Judge Rules Democrats Can Sue Trump Over Potential Emoluments Violations From Hotel Profits

The presidential limousine parked in front of the Trump hotel as  President Trump attends dinner with supporters on April 30, 2018 in Washington, DC.
The presidential limousine parked in front of the Trump hotel as President Trump attends dinner with supporters on April 30, 2018 in Washington, DC. Pool/Getty Images

Lost among the all-consuming Brett Kavanaugh confirmation debate, a federal judge on Friday allowed a lawsuit against President Trump filed by 200 congressional Democrats, alleging the Trump Organization’s ongoing business with foreign governments violates the Constitution’s emoluments clause, can proceed. The Justice Department sought to have the case dismissed, but Federal Judge Emmet Sullivan ruled that the Democratic legislators did, in fact, have legal standing to bring the case.

While other Trump Organization business dealings abroad may also violate the Constitutional prohibition on the president receiving financial benefits from foreign governments, the Democrats’ case centers on Trump’s hotels, in particular the Trump hotel in downtown Washington, D.C., which has played host to numerous foreign embassy events and visiting foreign officials. Senator Richard Blumenthal of Connecticut told the New York Times there are other potential emolument conflicts and he believes “the president has violated the clause by collecting trademarks from China, rent paid by foreign governments at his real estate properties worldwide and government approvals for his business dealings. He also suggested that Mr. Trump’s businesses may have collected payments and benefits that are unknown to Congress.”

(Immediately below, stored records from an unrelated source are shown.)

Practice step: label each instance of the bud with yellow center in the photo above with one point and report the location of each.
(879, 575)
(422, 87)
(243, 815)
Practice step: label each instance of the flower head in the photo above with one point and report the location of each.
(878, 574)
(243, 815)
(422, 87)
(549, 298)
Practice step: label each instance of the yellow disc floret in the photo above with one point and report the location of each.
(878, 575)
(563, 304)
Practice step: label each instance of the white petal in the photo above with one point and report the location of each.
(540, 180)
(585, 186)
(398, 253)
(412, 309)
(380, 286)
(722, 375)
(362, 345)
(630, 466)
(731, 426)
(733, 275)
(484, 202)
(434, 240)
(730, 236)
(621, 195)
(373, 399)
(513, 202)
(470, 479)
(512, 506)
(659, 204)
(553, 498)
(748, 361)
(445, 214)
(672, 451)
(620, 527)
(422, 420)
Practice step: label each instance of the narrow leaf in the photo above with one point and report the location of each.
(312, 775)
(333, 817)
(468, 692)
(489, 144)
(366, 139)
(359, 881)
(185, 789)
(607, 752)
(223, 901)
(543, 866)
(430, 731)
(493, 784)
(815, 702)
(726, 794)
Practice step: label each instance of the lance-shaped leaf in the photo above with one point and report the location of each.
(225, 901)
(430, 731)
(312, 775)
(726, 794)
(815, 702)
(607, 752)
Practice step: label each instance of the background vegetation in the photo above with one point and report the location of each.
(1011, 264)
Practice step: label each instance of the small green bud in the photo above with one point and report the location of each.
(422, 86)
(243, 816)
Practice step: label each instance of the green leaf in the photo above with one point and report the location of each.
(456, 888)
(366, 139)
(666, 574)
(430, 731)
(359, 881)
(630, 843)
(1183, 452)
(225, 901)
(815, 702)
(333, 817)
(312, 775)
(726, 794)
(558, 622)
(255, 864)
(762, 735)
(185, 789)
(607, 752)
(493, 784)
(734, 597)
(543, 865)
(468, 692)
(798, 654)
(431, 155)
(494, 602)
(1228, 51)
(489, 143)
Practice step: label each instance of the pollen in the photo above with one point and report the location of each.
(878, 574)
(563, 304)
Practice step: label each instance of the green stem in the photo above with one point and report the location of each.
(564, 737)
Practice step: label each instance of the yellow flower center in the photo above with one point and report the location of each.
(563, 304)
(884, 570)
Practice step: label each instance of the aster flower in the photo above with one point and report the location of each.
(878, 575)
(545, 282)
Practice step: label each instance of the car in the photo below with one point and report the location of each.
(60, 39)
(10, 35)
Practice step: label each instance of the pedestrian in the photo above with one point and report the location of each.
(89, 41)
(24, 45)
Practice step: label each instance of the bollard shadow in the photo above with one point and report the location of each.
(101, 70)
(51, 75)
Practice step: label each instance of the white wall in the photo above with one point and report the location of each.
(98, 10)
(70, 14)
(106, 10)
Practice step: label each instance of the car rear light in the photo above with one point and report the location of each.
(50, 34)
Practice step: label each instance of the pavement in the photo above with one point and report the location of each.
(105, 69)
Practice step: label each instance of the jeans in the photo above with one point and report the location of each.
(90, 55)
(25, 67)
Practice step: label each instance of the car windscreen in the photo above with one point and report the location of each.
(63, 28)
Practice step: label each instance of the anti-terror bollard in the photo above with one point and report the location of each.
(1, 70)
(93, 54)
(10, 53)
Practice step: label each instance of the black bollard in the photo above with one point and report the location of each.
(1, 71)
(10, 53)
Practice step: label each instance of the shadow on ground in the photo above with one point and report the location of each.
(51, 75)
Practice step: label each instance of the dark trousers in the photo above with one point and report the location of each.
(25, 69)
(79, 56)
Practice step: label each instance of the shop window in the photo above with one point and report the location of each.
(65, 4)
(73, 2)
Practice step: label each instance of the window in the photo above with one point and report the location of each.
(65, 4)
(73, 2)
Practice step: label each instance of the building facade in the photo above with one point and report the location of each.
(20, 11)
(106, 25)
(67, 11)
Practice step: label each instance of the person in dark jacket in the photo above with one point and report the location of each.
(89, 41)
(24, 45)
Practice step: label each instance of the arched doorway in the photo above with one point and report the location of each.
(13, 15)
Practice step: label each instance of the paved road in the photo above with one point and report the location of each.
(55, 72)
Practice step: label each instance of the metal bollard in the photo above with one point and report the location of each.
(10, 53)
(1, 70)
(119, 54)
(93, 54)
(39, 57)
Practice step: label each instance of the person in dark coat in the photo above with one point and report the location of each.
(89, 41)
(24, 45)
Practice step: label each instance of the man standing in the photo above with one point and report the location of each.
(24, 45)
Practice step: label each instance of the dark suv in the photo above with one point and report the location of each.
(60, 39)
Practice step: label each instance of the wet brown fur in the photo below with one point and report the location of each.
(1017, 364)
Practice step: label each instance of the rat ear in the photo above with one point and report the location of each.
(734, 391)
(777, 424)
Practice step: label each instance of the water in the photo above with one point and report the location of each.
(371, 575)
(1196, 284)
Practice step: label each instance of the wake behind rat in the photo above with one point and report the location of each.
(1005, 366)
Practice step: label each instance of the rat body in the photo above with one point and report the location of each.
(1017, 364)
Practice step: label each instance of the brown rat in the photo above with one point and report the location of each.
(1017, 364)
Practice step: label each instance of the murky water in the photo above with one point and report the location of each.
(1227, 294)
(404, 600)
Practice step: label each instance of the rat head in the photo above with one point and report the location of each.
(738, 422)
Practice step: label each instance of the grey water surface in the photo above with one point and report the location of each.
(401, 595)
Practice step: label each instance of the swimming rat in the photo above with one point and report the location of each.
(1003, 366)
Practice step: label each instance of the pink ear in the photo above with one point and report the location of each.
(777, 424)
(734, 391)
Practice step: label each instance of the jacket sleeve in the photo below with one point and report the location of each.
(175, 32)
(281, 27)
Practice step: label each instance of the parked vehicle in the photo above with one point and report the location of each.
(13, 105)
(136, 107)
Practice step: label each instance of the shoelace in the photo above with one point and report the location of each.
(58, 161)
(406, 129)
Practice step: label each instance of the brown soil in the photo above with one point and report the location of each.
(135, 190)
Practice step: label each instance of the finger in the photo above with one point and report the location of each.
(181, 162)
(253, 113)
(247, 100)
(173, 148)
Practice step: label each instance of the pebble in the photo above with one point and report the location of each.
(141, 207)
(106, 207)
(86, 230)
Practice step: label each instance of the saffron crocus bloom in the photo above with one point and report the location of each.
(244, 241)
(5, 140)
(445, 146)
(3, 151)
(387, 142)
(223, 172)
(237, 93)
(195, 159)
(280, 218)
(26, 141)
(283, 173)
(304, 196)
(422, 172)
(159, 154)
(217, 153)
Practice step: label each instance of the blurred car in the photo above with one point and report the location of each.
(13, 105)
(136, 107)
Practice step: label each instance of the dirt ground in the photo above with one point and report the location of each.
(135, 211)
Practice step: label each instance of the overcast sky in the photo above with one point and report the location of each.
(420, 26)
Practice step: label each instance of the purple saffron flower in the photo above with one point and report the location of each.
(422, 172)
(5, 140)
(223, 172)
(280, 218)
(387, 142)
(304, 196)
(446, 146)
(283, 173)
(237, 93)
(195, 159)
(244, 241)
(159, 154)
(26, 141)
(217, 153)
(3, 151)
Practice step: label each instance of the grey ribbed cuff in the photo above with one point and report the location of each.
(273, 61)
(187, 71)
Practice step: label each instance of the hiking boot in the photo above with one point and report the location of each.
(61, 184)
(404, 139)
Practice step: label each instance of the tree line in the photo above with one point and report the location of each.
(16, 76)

The Democrat’s suit argues that the Constitution bars the president from taking payment from foreign states “without the consent of Congress.” “Trump has not given Congress any details of these transactions, nor has he asked Congress’s permission for them,” the Washington Post reports. “Trump says he doesn’t need to—by his reckoning, these transactions don’t fit the Founding Fathers’ definition of ‘emoluments.’ They are business deals, he says, not payoffs.” The lack of transparency, Democrats argue, amounts to Trump effectively bypassing congress and the Constitutional requirement of congressional consent.

“The Clause requires the President to ask Congress before accepting a prohibited foreign emolument,” Sullivan wrote in his opinion. “[Trump] has neither asked for their consent nor provided them with any information about the prohibited foreign emoluments he has already allegedly accepted.” The ruling also acknowledged that lawmakers did not have reasonable recourse other than the courts. The ruling, however, is just the beginning of the suit as, the Post notes, “Sullivan still must rule on questions that include whether the Founding Fathers’ definition of ‘emolument’ was broad enough to include a foreign embassy paying the president to rent a hotel ballroom.”